Smart building technology helps reduce energy costs
RCR Wireless News, July 25, 2016
Many older buildings have the capability to become smart buildings, but owners and executives often overlook the perks of automation. Taking advantage of a smart building can lead to significant financial gain for property owners, and increase production of those working within these structures.
Smart building systems also can improve building operations, sustainability and decision making. There are several ways these increasingly less expensive systems can help save money by optimizing operations and increasing efficiency. Some of these money-saving processes, according to the Building Efficiency Initiative, include:
- Matching occupancy patterns to energy use: A smart building will run leaner when there are fewer people inside.
- Proactive maintenance of equipment: Analysis algorithms will detect problems in performance before they cause expensive outages, maintaining optimum efficiency along the way.
- Dynamic power consumption: By taking signals from the electricity market and altering usage in response, a smart building ensures the lowest possible energy costs and often generates revenue by selling load reductions back to the grid.
According to Buildings, here are some more specific use cases for smart buildings:
- Smart lighting – Pair networked lighting with a building energy management system for a building that can switch lights on and off at optimal times and vary light levels, as well as do a comparative analysis of whether the impact on heating, ventilating, and air conditioning energy use that results from adjusting smart windows to let in sunlight will be smaller or greater than darkening the windows and turning the lights up.

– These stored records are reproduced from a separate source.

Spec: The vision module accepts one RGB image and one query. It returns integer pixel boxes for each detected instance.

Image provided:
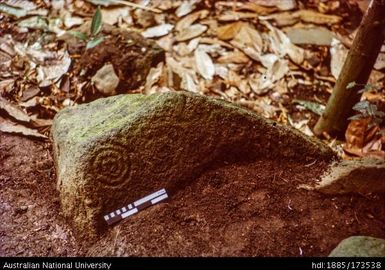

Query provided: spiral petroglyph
[90,143,131,186]
[53,91,337,240]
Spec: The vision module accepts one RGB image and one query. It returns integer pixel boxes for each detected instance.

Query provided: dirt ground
[0,133,79,256]
[1,132,384,257]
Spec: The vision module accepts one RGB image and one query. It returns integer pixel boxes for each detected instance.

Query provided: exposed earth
[1,132,384,256]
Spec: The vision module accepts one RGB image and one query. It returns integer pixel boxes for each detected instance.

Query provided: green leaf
[352,100,370,112]
[91,6,102,36]
[367,103,377,116]
[0,3,27,18]
[346,81,356,89]
[86,36,104,49]
[69,31,88,41]
[364,84,374,91]
[293,99,325,116]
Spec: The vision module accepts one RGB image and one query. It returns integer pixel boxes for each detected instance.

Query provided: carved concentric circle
[90,143,131,186]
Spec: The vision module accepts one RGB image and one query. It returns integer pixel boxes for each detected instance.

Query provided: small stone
[14,205,28,215]
[329,236,385,257]
[91,64,119,96]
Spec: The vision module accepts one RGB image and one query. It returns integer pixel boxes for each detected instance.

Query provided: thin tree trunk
[314,0,385,137]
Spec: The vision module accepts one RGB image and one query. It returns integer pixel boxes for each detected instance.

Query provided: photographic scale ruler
[103,188,169,225]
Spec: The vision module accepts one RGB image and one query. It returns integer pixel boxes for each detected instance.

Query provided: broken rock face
[301,158,385,195]
[52,91,335,240]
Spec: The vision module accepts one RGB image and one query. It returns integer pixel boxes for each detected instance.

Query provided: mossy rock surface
[52,91,335,240]
[329,236,385,257]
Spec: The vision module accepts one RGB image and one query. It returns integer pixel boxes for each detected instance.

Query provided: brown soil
[0,133,79,256]
[88,159,385,256]
[1,133,384,257]
[76,27,165,100]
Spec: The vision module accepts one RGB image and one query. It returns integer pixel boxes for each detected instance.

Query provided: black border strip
[1,257,384,270]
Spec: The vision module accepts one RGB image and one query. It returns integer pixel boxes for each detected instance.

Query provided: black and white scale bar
[104,188,168,225]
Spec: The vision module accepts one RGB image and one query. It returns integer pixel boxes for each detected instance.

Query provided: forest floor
[1,132,384,256]
[1,0,385,257]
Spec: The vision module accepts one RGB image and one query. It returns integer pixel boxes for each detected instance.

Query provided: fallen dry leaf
[216,21,244,41]
[144,62,163,94]
[264,21,304,64]
[250,0,296,10]
[0,120,47,139]
[30,117,53,128]
[217,50,250,64]
[101,6,132,26]
[288,118,314,137]
[214,64,229,80]
[167,57,198,92]
[218,11,258,22]
[156,34,174,51]
[141,23,174,38]
[3,0,38,11]
[344,134,385,159]
[345,118,372,150]
[0,37,16,56]
[248,57,289,94]
[199,37,233,49]
[330,38,348,79]
[248,74,268,95]
[175,0,197,17]
[361,136,385,159]
[21,86,40,102]
[260,12,298,27]
[133,9,155,28]
[175,24,208,42]
[181,72,199,93]
[36,50,72,87]
[297,10,342,25]
[63,15,84,28]
[0,79,14,94]
[0,97,31,123]
[261,9,341,27]
[236,2,278,15]
[194,48,215,80]
[175,10,209,32]
[0,51,12,71]
[230,23,263,61]
[258,53,279,69]
[253,96,280,118]
[374,53,385,70]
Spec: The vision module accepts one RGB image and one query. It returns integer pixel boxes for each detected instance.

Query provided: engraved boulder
[52,91,336,239]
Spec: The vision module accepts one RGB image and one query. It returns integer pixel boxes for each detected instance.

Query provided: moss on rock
[329,236,385,257]
[52,91,336,240]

- Smart HVAC – The report, New Horizons for Energy Efficiency, recommends tying HVAC into the building energy management system to maximize savings.
- Other smart building components – Smart windows that lighten or darken depending on sunlight intensity are recommended, as they can help reduce the HVAC and lighting loads and reduce glare. A study by the Lawrence Berkeley National Laboratory cited in the ACEEE report described savings of 19-26% on cooling and 48-67% on lighting if smart windows are implemented.